To be fair: Ford, and many companies, do this sort of thing a lot. It doesn’t necessarily mean the automaker actually plans to put any of this tech into play. However, the self-repo-ing car proposal sounds uniquely lame. And the company has clearly put a lot of time, thought, and detail into the 14-page application that includes schematics and explanations of how this self-repossessing vehicle’s internet connectivity would work — for maximum effectiveness.

“We submit patents on new inventions as a normal course of business but they aren’t necessarily an indication of new business or product plans,” said Ford spokesperson, Wes Sherwood, to Gizmodo via email.
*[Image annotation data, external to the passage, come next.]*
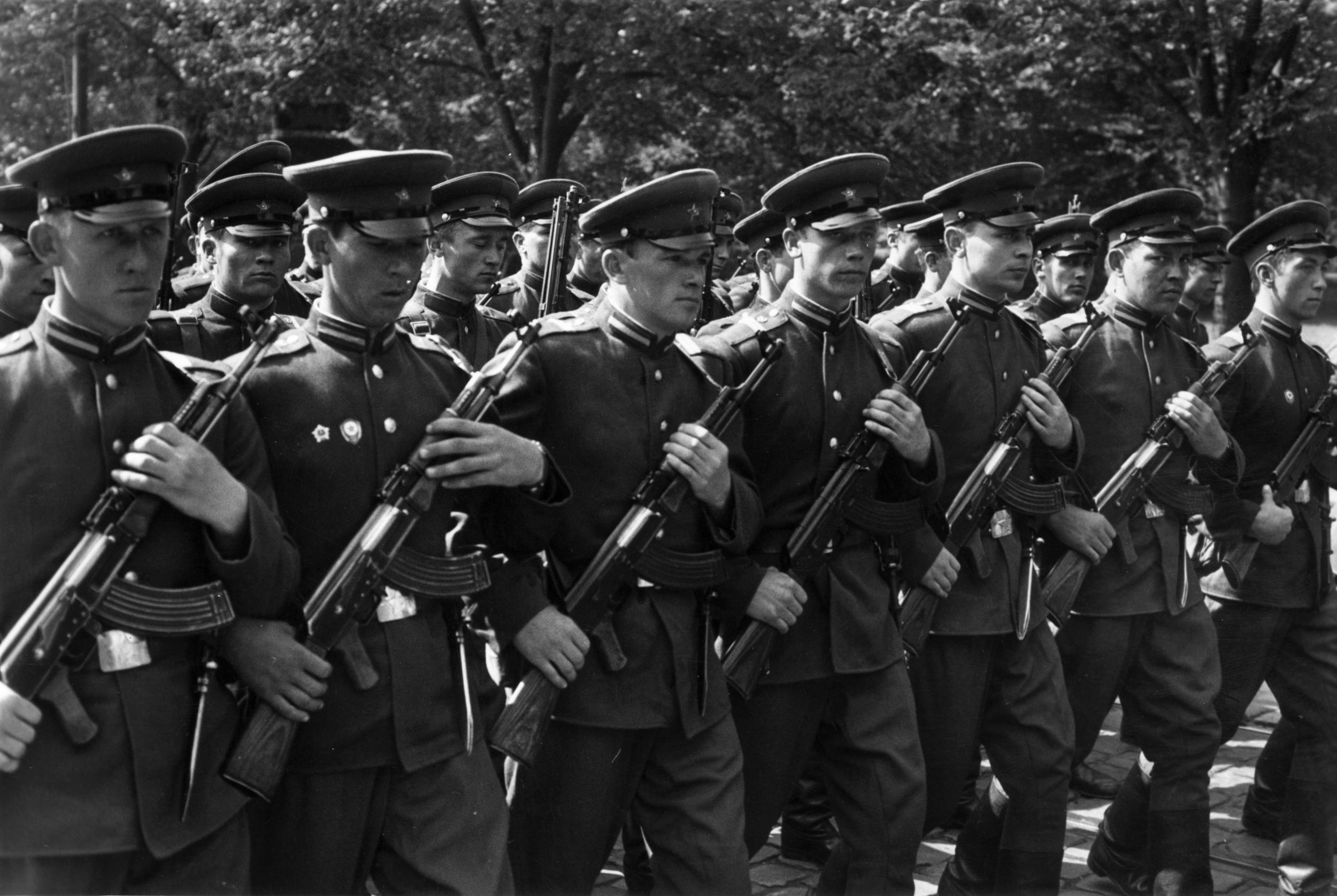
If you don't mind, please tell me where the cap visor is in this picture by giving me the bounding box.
[810,208,882,230]
[353,218,432,240]
[224,223,293,237]
[74,199,171,225]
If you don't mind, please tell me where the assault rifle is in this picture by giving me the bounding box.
[224,315,539,801]
[724,298,971,699]
[535,187,585,317]
[1221,389,1337,589]
[901,305,1110,655]
[1040,323,1262,626]
[0,309,282,716]
[489,334,783,765]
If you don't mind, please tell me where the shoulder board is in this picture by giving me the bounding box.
[158,352,229,380]
[265,326,312,358]
[0,326,32,356]
[535,312,599,339]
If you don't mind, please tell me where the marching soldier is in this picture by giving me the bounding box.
[0,126,298,893]
[1198,202,1337,893]
[1008,214,1101,326]
[0,183,56,337]
[496,170,761,893]
[171,141,321,319]
[873,199,935,312]
[703,152,943,893]
[872,162,1082,893]
[225,150,564,893]
[1046,190,1241,893]
[400,171,520,369]
[487,178,586,321]
[149,174,306,361]
[1166,225,1230,345]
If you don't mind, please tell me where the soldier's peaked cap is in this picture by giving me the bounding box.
[1035,213,1101,257]
[734,208,785,251]
[283,150,451,240]
[580,168,719,250]
[1226,199,1337,269]
[199,141,293,190]
[1193,225,1230,262]
[761,152,892,230]
[186,174,306,237]
[877,199,938,230]
[432,171,524,227]
[924,162,1044,227]
[0,183,37,240]
[511,178,590,223]
[1091,187,1202,249]
[5,125,186,223]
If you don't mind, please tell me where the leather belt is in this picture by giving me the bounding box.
[98,579,237,637]
[385,547,492,598]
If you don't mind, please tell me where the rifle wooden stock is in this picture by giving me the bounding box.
[222,321,539,801]
[488,334,785,765]
[0,309,280,699]
[724,299,971,699]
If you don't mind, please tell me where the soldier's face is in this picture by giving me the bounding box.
[785,221,877,302]
[202,230,290,305]
[606,240,711,334]
[444,221,516,296]
[0,234,56,321]
[949,221,1032,298]
[1036,253,1095,307]
[1184,258,1226,307]
[318,226,427,329]
[1274,251,1332,321]
[1119,242,1193,314]
[39,214,167,336]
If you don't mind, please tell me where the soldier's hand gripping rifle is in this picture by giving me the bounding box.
[535,187,586,317]
[901,305,1110,655]
[1040,323,1262,626]
[224,323,539,800]
[489,333,783,765]
[0,309,282,716]
[1221,380,1337,589]
[724,298,971,699]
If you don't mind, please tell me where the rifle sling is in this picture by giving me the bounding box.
[385,547,492,598]
[98,579,237,637]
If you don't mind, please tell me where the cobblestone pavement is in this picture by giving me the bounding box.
[595,689,1305,896]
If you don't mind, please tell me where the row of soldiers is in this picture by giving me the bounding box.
[0,126,1337,893]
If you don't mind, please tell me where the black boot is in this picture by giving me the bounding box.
[1147,808,1211,896]
[780,754,840,865]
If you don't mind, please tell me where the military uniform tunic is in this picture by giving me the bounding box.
[0,304,298,859]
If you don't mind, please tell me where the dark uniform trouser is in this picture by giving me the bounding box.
[1058,603,1221,892]
[0,806,250,893]
[1211,599,1337,892]
[511,715,751,896]
[733,662,924,893]
[253,746,512,894]
[911,626,1072,871]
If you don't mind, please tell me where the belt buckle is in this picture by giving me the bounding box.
[98,629,154,671]
[989,507,1012,538]
[376,587,417,622]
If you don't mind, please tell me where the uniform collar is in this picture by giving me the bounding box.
[1258,312,1300,345]
[609,306,673,357]
[205,286,274,323]
[39,298,149,362]
[789,289,855,334]
[1110,298,1162,333]
[419,286,475,317]
[306,307,395,354]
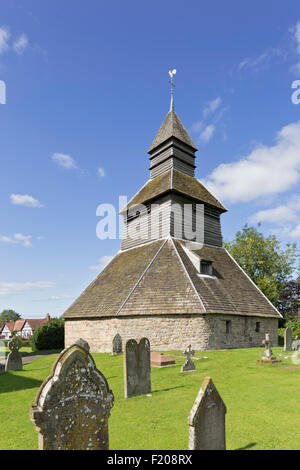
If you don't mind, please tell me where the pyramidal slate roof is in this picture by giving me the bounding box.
[148,110,198,153]
[63,237,280,319]
[121,169,227,213]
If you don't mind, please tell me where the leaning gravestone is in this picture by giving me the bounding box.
[0,340,6,373]
[284,328,292,351]
[181,345,196,372]
[124,338,151,398]
[258,333,281,364]
[292,336,300,351]
[188,377,227,450]
[5,336,23,371]
[30,340,114,450]
[112,333,122,356]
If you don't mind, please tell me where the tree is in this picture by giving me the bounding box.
[278,277,300,319]
[224,224,299,308]
[0,310,21,328]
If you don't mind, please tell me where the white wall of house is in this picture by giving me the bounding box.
[21,322,33,339]
[1,325,12,339]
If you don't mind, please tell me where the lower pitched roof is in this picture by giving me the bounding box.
[63,238,280,319]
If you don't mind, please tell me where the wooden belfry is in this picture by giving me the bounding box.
[64,69,280,352]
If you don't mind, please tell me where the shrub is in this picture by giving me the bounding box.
[31,318,65,351]
[286,318,300,338]
[278,328,285,346]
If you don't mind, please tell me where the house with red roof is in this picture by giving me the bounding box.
[0,313,50,340]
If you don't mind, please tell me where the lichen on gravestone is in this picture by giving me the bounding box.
[124,338,151,398]
[188,377,227,450]
[5,336,23,371]
[30,342,114,450]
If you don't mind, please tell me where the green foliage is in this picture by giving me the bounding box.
[278,277,300,318]
[224,224,298,308]
[0,310,21,328]
[280,318,300,339]
[31,318,65,351]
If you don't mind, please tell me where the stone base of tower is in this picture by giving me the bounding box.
[65,314,278,353]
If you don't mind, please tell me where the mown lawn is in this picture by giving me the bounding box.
[0,348,300,450]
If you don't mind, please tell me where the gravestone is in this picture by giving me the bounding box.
[258,333,281,364]
[284,328,292,351]
[188,377,227,450]
[30,340,114,450]
[150,352,176,367]
[124,338,151,398]
[292,336,300,351]
[5,336,23,371]
[0,340,6,373]
[181,345,196,372]
[112,333,123,356]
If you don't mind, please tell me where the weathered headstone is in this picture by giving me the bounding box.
[181,345,196,372]
[5,336,23,371]
[292,336,300,351]
[188,377,227,450]
[112,333,122,356]
[258,333,281,364]
[124,338,151,398]
[0,340,6,372]
[284,328,293,351]
[30,340,114,450]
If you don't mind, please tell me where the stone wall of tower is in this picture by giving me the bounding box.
[65,314,278,352]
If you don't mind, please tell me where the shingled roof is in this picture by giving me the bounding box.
[63,238,280,319]
[148,110,198,153]
[121,169,227,213]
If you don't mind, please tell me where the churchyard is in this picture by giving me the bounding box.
[0,347,300,450]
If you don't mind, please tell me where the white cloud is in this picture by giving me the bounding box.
[289,224,300,238]
[250,196,300,224]
[0,26,10,54]
[199,124,215,144]
[190,96,227,144]
[203,121,300,202]
[48,295,74,300]
[10,194,44,207]
[250,205,296,223]
[13,33,28,55]
[0,233,32,247]
[0,281,55,296]
[249,195,300,238]
[290,21,300,74]
[238,47,286,71]
[14,233,32,247]
[89,255,113,271]
[97,168,106,178]
[51,153,77,170]
[0,235,18,243]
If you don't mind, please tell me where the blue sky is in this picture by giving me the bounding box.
[0,0,300,317]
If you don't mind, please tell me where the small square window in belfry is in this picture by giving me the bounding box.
[226,320,231,335]
[200,260,213,276]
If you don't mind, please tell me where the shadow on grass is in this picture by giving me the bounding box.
[234,442,256,450]
[0,372,42,394]
[151,385,184,393]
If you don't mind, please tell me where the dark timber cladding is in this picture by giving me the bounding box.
[63,106,280,352]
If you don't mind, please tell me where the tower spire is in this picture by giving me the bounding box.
[169,69,176,112]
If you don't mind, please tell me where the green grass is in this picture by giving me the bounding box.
[0,348,300,450]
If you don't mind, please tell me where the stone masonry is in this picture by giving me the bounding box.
[65,314,278,352]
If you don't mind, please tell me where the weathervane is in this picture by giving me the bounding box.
[169,69,176,111]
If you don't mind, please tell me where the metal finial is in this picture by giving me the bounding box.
[169,69,176,111]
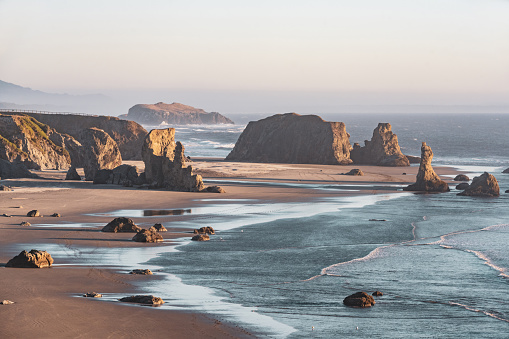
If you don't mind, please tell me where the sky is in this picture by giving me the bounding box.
[0,0,509,113]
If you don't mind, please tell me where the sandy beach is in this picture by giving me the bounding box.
[0,159,456,338]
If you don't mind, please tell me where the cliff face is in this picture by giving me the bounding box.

The company did not respond to questions about if any aspects of this newly patented technology are in development.

Notably, much of the system proposed in Ford’s recent patent application would be dependent upon vehicles much more autonomous than what the company currently has. Although Ford previously said it was aiming to build the biggest self-driving car fleet in the world, the company announced it was abandoning its goal of fully self-driving cars in October 2022.